This study investigates the application of numerical simulation to optimize the rapid sand casting process for aluminum alloy engine cylinder heads. By integrating CAD/CAE systems with 3D printing technology, we demonstrate an efficient approach to casting process design and validation.
1. Process Design and Material Characterization
The cylinder head geometry (Figure 1) was modeled using UG NX 8.0 software, featuring complex internal channels and thin-wall structures. The casting material ZL105 aluminum alloy exhibits excellent castability with chemical composition shown in Table 1.
| Element | Si | Cu | Mg | Al |
|---|---|---|---|---|
| wt% | 4.5-5.5 | 1.0-1.5 | 0.4-0.6 | Bal. |
The sand casting process parameters were determined using the following heat transfer equation:
$$ \frac{\partial T}{\partial t} = \alpha \left( \frac{\partial^2 T}{\partial x^2} + \frac{\partial^2 T}{\partial y^2} + \frac{\partial^2 T}{\partial z^2} \right) $$
where α represents thermal diffusivity, calculated as:
$$ \alpha = \frac{k}{\rho C_p} $$
with k = 150 W/m·K, ρ = 2,680 kg/m³, and Cp = 900 J/kg·K for the silica sand mold.

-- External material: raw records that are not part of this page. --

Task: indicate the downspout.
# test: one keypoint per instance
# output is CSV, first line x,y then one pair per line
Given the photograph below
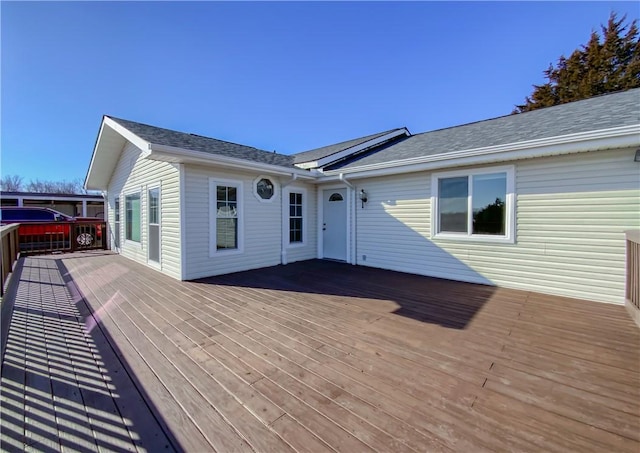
x,y
283,210
353,229
346,182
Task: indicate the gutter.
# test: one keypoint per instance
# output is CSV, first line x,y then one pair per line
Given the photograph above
x,y
614,138
175,154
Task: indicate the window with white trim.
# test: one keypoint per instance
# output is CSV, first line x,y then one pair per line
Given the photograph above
x,y
116,212
295,218
132,217
226,216
474,204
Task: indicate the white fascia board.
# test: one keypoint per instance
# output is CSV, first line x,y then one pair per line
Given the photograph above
x,y
620,137
127,134
93,180
181,155
353,150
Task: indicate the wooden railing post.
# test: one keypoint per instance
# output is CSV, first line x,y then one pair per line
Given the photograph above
x,y
632,283
10,252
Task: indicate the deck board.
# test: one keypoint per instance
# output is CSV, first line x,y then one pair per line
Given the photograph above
x,y
317,356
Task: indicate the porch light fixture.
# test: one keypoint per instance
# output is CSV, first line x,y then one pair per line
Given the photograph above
x,y
363,197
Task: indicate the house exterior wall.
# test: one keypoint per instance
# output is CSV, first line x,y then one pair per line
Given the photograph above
x,y
262,225
134,174
571,214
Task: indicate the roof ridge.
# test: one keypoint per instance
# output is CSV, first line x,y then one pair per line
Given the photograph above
x,y
194,135
525,113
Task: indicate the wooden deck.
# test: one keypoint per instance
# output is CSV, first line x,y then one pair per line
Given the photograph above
x,y
316,356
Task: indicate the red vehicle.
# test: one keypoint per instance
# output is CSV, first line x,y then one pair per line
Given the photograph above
x,y
45,228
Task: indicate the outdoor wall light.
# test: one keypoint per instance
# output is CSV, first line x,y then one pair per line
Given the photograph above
x,y
363,197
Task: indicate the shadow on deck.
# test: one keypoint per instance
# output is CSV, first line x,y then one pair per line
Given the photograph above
x,y
64,385
424,299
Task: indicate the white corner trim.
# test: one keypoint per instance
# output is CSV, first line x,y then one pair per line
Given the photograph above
x,y
183,222
352,150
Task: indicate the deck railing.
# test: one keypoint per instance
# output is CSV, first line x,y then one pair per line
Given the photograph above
x,y
10,252
48,237
633,268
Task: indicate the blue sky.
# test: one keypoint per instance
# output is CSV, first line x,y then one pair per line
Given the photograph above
x,y
278,76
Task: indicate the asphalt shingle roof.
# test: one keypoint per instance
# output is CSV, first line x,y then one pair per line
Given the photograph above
x,y
167,137
602,112
325,151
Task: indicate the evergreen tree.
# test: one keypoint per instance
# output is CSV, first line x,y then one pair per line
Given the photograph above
x,y
607,63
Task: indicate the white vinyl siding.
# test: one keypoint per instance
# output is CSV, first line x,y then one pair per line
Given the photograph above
x,y
571,214
135,174
261,230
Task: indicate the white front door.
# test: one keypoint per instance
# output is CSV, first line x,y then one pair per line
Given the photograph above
x,y
334,224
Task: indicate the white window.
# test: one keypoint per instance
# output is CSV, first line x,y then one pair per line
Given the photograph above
x,y
295,216
116,212
132,217
226,216
474,204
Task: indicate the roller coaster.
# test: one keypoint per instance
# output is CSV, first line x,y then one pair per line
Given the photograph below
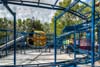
x,y
89,25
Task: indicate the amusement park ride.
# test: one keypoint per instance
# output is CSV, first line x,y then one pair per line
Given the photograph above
x,y
41,39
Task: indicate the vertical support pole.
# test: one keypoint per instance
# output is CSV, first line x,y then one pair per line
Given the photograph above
x,y
14,15
6,42
79,38
55,52
98,33
75,45
93,33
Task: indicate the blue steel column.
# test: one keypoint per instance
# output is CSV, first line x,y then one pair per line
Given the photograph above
x,y
14,15
55,51
93,33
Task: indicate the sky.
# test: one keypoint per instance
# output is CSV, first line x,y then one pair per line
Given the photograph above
x,y
44,15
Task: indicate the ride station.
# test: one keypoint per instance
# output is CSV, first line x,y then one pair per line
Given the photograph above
x,y
39,49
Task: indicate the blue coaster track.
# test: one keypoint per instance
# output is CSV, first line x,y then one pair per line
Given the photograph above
x,y
91,22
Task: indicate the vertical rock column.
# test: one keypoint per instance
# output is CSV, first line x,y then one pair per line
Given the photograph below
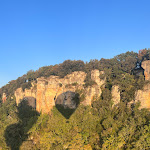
x,y
115,94
40,97
4,97
146,67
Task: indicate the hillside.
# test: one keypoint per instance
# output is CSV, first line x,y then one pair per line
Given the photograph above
x,y
101,104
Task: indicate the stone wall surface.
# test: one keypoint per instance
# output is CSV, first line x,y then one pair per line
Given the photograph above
x,y
4,97
143,96
48,90
146,66
115,94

2. Numerical Simulation Methodology
Using ProCAST software, we established the following boundary conditions for sand casting simulation:
| Parameter | Value |
|---|---|
| Pouring temperature | 690-720°C |
| Mold preheat temperature | 25°C |
| Interfacial heat transfer coefficient | 200-1,000 W/m²·K |
| Mesh elements | 508,256 |
The filling process was analyzed using the Navier-Stokes equations:
$$ \rho \left( \frac{\partial \mathbf{u}}{\partial t} + \mathbf{u} \cdot \nabla \mathbf{u} \right) = -\nabla p + \mu \nabla^2 \mathbf{u} + \rho \mathbf{g} $$
where μ = 0.0013 Pa·s for molten aluminum at 700°C.
3. Results and Analysis
The single-side bottom gating system demonstrated excellent filling characteristics:
| Time (s) | Filling Completion | Flow Front Temperature (°C) |
|---|---|---|
| 2 | Initial penetration | 705±5 |
| 5 | 15% | 695±8 |
| 16 | 100% | 670±10 |
Solidification analysis revealed sequential phase transformation:
$$ f_s = 1 – \left( \frac{T_L – T}{T_L – T_S} \right)^{1/(k_0-1)} $$
where fs = solid fraction, TL = 622°C (liquidus), TS = 536°C (solidus), and k0 = partition coefficient (0.17 for Al-Si system).
4. Quality Validation
The sand-cast components exhibited:
- Maximum porosity: 9.7%
- Average grain size: 85 μm
- Surface roughness: Ra 12.5 μm
Shrinkage defects followed the Niyama criterion:
$$ N_y = \frac{G}{\sqrt{\dot{T}}} $$
where G = temperature gradient (°C/m), and $\dot{T}$ = cooling rate (°C/s). Critical Niyama values < 1.0 (K1/2·s1/2/mm) indicated microporosity formation.
5. Process Optimization
Key improvements in sand casting parameters:
| Parameter | Initial | Optimized |
|---|---|---|
| Pouring speed (kg/s) | 0.75-1.5 | 1.2-1.4 |
| Riser diameter (mm) | 60 | 75 |
| Chill thickness (mm) | 15 | 25 |
This numerical approach reduced prototype iterations by 40% compared to traditional sand casting methods while maintaining dimensional accuracy within CT8 grade (ISO 8062).